Reindex does not honor http.max_content_length: "500m",


(Cynosureabu) #1

Reindex from 2.4 to 6.5, batch size is 200
http.max_content_length: "500m",
but still receive exception:

{"error":{"root_cause":[{"type":"illegal_argument_exception","reason":"Remote responded with a chunk that was too large. Use a smaller batch size."}],"type":"illegal_argument_exception","reason":"Remote responded with a chunk that was too large. Use a smaller batch size.","caused_by":{"type":"content_too_long_exception","reason":"entity content is too long [114048163] for the configured buffer limit [104857600]"}},"status":400}

Any other config i could use? or its a bug?


(Nik Everett) #2

I believe we intentionally did not make this configurable though I don't have much memory of what me-from-two-years-ago was thinking. The http.max_content_length setting is about the server's HTTP implementation while the reindex-from-remote setting isn't really the same thing.

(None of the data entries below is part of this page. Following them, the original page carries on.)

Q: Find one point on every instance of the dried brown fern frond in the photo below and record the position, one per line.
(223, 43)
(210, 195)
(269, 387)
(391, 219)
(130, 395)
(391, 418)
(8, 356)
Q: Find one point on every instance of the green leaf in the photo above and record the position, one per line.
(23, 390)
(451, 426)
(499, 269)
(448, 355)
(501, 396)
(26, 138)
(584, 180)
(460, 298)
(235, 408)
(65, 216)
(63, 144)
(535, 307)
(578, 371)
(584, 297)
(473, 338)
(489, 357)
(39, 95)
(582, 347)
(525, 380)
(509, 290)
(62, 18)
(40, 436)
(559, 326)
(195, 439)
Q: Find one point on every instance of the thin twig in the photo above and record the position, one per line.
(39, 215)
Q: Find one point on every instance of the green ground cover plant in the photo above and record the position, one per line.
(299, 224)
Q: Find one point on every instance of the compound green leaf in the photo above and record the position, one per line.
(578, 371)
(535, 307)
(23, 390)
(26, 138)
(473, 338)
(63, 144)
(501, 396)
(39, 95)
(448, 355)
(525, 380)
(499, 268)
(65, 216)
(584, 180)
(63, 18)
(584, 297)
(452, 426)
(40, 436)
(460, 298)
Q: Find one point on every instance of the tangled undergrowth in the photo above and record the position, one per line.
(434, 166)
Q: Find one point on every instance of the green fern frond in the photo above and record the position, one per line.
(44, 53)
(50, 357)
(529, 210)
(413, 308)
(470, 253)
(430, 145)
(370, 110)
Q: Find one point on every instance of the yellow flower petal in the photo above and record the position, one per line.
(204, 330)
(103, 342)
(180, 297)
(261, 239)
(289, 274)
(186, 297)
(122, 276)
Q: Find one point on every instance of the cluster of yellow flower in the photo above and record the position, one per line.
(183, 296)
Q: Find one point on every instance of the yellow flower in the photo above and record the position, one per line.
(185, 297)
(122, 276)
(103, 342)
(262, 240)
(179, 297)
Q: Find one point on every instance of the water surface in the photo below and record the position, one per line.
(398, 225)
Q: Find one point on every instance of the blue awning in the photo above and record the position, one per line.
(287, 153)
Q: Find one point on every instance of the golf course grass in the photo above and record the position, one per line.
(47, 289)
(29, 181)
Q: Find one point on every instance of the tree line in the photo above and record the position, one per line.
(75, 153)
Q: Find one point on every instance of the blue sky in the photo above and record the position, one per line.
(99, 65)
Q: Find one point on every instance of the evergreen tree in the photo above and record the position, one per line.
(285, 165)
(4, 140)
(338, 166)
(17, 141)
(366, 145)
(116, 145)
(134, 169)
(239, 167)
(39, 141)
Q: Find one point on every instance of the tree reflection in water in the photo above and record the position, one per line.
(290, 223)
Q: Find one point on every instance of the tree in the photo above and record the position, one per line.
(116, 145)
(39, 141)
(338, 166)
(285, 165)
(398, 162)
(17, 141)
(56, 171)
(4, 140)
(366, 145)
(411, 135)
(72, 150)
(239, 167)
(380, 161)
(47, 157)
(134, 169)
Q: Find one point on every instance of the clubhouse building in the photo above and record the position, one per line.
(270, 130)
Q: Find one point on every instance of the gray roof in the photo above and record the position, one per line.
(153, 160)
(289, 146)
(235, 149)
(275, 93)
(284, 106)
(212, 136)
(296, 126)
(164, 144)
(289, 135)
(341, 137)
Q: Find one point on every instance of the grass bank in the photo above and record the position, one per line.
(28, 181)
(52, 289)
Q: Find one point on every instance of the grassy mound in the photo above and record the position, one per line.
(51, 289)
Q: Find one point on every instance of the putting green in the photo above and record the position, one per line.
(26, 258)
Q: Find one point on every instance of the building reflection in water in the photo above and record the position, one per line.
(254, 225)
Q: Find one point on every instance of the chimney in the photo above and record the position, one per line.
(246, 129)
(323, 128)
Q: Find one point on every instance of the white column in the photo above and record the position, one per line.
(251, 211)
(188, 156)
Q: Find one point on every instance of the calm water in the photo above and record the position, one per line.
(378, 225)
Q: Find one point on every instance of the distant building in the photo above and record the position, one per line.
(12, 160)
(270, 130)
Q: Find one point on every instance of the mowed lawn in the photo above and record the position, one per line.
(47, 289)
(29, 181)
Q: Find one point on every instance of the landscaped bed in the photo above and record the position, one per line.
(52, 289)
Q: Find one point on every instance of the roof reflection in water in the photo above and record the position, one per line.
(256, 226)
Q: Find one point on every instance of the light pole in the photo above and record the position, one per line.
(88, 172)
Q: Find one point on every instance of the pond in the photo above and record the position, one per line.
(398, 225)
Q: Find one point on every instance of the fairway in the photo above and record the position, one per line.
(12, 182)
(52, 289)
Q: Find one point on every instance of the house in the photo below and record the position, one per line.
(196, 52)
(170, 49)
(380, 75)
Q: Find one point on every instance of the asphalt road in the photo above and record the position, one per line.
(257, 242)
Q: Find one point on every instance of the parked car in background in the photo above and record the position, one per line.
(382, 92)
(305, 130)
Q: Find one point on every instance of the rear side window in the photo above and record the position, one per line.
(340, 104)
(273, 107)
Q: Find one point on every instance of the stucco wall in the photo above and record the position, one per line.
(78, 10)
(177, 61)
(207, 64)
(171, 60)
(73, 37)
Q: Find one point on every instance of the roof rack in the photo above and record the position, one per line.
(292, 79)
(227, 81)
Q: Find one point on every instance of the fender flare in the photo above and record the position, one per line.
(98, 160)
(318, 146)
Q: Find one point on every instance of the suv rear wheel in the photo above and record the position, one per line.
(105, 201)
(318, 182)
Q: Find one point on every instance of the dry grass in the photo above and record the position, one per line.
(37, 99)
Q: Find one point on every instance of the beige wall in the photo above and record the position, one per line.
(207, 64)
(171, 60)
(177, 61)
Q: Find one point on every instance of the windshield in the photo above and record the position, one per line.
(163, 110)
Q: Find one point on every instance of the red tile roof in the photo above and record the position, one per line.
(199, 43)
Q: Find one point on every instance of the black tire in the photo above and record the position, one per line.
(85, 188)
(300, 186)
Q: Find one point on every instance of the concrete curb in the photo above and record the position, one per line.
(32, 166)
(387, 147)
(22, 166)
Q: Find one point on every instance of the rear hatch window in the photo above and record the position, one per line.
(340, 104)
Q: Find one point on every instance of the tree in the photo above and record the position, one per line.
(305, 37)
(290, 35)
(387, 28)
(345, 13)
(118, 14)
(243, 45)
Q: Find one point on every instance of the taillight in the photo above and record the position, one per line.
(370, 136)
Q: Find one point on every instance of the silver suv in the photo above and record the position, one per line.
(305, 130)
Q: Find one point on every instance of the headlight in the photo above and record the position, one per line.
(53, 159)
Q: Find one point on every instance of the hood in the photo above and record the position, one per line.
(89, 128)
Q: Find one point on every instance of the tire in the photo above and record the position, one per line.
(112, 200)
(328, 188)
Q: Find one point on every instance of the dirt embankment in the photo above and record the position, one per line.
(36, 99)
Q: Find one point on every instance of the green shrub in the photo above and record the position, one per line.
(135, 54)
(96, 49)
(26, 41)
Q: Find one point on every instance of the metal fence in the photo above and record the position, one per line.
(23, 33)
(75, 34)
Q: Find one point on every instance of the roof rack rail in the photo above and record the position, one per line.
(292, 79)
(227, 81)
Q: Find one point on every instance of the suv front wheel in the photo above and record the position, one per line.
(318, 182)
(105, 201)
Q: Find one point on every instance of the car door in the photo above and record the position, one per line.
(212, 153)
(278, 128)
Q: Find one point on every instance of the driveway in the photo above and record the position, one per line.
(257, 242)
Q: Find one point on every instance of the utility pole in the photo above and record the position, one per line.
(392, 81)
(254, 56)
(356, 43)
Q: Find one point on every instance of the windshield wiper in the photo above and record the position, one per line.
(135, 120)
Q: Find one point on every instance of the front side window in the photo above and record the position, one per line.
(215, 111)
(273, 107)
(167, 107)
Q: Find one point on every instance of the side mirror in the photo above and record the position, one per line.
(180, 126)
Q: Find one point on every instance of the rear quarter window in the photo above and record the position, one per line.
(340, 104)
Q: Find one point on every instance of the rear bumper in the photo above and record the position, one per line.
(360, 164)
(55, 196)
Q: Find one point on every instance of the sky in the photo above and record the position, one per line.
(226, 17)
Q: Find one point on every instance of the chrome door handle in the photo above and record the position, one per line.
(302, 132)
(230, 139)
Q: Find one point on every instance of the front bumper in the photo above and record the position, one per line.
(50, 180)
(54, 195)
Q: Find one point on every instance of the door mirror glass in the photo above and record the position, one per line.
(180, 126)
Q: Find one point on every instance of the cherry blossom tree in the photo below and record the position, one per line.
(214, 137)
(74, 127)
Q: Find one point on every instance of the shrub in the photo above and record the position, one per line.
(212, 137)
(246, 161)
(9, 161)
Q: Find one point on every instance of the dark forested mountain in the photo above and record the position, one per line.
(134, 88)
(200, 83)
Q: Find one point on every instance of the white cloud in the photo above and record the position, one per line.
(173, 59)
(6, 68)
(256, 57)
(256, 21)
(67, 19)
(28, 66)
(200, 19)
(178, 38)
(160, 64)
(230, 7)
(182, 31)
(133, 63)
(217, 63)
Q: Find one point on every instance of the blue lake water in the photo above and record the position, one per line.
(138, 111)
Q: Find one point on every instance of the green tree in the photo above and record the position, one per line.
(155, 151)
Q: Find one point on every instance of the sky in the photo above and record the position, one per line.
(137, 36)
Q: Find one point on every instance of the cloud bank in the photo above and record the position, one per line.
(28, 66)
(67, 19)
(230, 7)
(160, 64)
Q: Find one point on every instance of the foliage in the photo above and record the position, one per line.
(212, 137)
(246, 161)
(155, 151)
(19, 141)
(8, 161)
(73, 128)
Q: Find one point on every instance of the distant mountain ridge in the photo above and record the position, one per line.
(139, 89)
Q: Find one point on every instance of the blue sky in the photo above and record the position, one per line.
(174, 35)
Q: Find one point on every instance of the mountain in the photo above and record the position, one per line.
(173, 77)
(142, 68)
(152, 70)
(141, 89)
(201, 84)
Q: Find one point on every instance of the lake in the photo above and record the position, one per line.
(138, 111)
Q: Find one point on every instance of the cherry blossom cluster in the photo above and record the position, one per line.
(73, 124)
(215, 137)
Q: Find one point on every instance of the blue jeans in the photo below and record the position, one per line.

That 100mb limit mostly exists to prevent taking up a ton of memory during the process. That 100mb is copied a few times by reindex-from-remote because it has to build index requests and shuffle them off to the appropriate place.

Generally we recommend using a smaller batch size or skipping the large documents explicitly. I'm aware this isn't super friendly though.


(Cynosureabu) #3

Got it.
IMHO ,this should become configurable. As when I am doing reindex, I mostly try to copy data to my new cluster. Our machines has 64G memory, so a default 100M is really too small.